Frequently asked questions

Is the JSON I paste sent anywhere?

No. The page uses the browser's native JSON.parse and JSON.stringify, and both run entirely on your device. The page is static HTML; the only network request is the initial page load. Safe for JSON containing API keys, customer records, internal config, or anything else you would not want to hand to a third party. Many free JSON tools online send data to their server for processing; this one never does.

What does 'sort keys' do?

Recursively re-orders every object's keys alphabetically (case-insensitive). Useful for diffing two API responses where the server returned the same data in different key order: sort both and the diff collapses to genuine differences. Also useful for normalizing JSON before hashing for cache keys or storing as a fingerprint. Arrays are not re-ordered (order is meaningful for arrays); only object keys move.

What's the difference between escape and unescape?

Escape converts JSON-special characters (quotes, backslashes, newlines, tabs) into their backslash-escaped form, so the result is safe to paste inside a JSON string value. Useful when you have a JSON document and need to embed it as a string field of another JSON document. Unescape does the reverse: it turns a JSON-quoted string back into the original raw text. Both operate on the textarea content as a whole, not the parsed object.

How do you find parse errors?

When JSON.parse throws, the browser's message includes a character position (Chrome, Edge), a line and column (Firefox), or only a quoted fragment of the broken source (newer Chrome builds). We normalize all three forms, compute the line and column, and render a numbered snippet of the surrounding lines with a caret under the exact column. Common errors surfaced: trailing comma after the last element of an array or object, single quotes instead of double, unquoted keys, embedded comments, control characters in strings.

Why no JSON5 / JSONC support?

JSON5 (the relaxed dialect that allows comments, trailing commas and unquoted keys) and JSONC (Microsoft's variant for tsconfig.json and similar files) follow different parse rules. This tool focuses on strict JSON per RFC 8259 because that is what every API uses.

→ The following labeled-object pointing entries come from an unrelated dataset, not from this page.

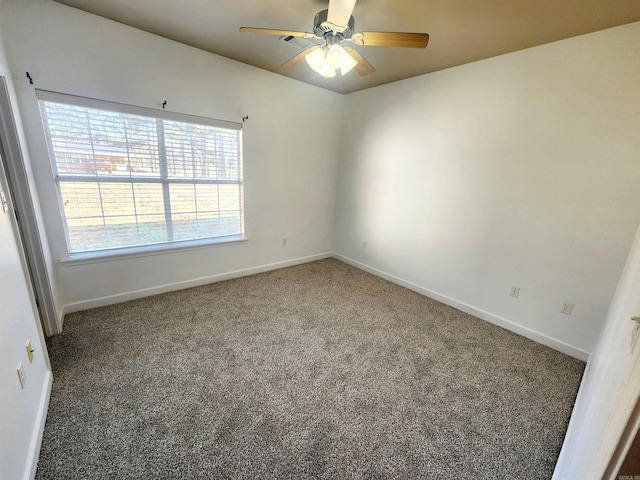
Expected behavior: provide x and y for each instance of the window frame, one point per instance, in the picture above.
(164, 179)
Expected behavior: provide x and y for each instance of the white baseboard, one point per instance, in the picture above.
(147, 292)
(36, 438)
(470, 309)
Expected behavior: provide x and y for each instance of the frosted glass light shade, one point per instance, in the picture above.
(336, 56)
(315, 59)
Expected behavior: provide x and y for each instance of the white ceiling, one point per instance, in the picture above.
(461, 31)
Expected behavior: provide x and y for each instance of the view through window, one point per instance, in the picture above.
(131, 177)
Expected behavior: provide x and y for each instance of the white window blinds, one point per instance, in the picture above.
(131, 177)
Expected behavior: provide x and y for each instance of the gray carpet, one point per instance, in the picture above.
(314, 371)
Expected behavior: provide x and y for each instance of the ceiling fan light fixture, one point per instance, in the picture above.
(327, 71)
(315, 59)
(336, 56)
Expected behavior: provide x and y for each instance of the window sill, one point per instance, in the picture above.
(162, 249)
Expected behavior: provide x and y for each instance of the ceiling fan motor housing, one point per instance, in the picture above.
(323, 29)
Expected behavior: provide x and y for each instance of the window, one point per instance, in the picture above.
(133, 177)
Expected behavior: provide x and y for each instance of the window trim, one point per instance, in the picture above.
(107, 254)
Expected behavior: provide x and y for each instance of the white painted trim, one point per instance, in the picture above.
(36, 438)
(470, 309)
(147, 292)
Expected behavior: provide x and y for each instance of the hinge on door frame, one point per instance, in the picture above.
(3, 199)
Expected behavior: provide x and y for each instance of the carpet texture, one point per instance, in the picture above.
(314, 371)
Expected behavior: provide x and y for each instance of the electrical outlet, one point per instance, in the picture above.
(21, 375)
(30, 351)
(567, 308)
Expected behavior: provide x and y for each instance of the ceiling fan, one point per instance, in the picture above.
(334, 27)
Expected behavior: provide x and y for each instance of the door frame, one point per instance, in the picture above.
(23, 202)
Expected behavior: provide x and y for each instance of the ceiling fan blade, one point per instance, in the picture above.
(340, 11)
(363, 67)
(271, 31)
(298, 58)
(392, 39)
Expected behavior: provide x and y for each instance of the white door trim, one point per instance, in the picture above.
(23, 202)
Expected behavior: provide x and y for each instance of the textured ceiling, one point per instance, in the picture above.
(461, 31)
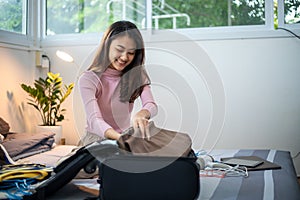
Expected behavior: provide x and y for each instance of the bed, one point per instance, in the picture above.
(264, 184)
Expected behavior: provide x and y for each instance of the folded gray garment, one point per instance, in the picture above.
(162, 142)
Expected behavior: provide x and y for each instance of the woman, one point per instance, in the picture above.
(115, 79)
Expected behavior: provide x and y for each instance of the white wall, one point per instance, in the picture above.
(236, 93)
(16, 67)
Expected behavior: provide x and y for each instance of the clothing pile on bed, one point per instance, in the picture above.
(21, 145)
(15, 179)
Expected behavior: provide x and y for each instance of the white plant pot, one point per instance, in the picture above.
(54, 129)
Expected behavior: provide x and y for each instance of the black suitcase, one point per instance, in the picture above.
(129, 177)
(86, 158)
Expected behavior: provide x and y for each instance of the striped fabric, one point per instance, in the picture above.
(259, 185)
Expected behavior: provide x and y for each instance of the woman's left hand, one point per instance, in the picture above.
(141, 122)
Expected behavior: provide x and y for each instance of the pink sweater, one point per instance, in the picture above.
(104, 110)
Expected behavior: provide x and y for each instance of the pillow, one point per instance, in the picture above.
(4, 127)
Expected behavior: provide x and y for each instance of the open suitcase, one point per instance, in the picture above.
(131, 177)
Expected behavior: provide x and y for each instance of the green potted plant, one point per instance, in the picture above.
(47, 96)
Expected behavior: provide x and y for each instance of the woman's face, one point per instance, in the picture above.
(121, 52)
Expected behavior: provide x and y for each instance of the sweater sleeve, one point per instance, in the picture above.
(90, 87)
(148, 102)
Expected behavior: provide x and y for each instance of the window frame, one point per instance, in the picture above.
(281, 18)
(23, 41)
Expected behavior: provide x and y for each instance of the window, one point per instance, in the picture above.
(13, 16)
(207, 13)
(88, 16)
(291, 11)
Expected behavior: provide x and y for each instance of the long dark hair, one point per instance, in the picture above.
(134, 76)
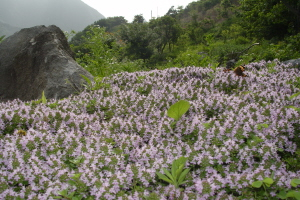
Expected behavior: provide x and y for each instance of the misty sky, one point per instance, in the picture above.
(130, 8)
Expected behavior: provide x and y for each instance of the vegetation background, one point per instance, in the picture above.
(206, 32)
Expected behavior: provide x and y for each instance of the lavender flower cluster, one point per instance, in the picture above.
(124, 136)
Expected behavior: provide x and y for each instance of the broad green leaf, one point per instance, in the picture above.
(260, 126)
(72, 182)
(71, 194)
(79, 197)
(76, 176)
(163, 177)
(178, 109)
(173, 169)
(77, 160)
(294, 95)
(44, 100)
(57, 197)
(182, 176)
(178, 171)
(268, 181)
(207, 125)
(282, 194)
(63, 193)
(297, 195)
(257, 184)
(89, 82)
(169, 175)
(295, 182)
(290, 193)
(293, 107)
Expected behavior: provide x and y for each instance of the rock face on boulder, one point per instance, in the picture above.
(38, 59)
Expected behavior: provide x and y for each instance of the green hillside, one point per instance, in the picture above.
(204, 32)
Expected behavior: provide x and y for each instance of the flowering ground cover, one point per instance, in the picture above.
(240, 136)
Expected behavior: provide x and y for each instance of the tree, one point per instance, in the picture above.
(111, 23)
(97, 52)
(138, 38)
(271, 18)
(139, 19)
(167, 31)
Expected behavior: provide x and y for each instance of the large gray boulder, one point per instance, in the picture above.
(38, 59)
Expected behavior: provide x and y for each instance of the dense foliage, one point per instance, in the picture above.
(232, 137)
(207, 31)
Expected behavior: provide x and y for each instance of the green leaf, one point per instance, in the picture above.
(268, 181)
(76, 176)
(79, 197)
(293, 107)
(43, 99)
(257, 184)
(297, 195)
(72, 182)
(208, 125)
(178, 109)
(63, 193)
(290, 193)
(173, 169)
(282, 194)
(77, 160)
(295, 182)
(163, 177)
(260, 126)
(178, 171)
(182, 176)
(57, 197)
(294, 95)
(169, 175)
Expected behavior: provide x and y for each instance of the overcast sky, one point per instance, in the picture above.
(130, 8)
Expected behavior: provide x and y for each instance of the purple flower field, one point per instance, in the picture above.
(237, 130)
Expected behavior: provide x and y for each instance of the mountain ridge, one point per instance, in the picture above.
(68, 14)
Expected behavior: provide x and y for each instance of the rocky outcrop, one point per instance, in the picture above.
(293, 63)
(66, 14)
(38, 59)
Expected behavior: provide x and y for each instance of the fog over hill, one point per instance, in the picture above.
(66, 14)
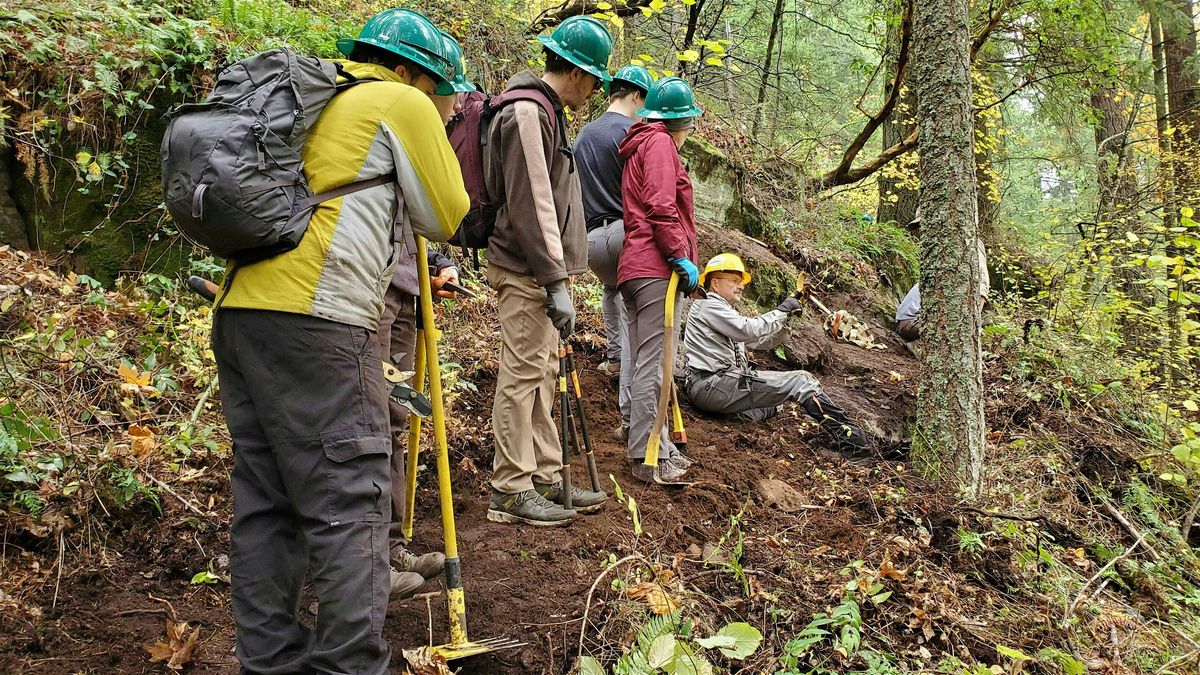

If you paste JSON5, the error message will point at the JSON5-specific construct, usually a comment or a trailing comma, that needs removing for strict-JSON validity.

What's the maximum size?

Pasted input is limited only by your browser's memory and the speed of JSON.parse on your machine; the drop-to-load button caps files at 15 MB. Modern browsers comfortably handle 10-50 MB JSON documents in a few hundred milliseconds. Above that, the textarea itself becomes sluggish to type into. For very large files (100 MB and up), use jq or a streaming JSON parser at the command line; a web textarea is not the right tool at that scale.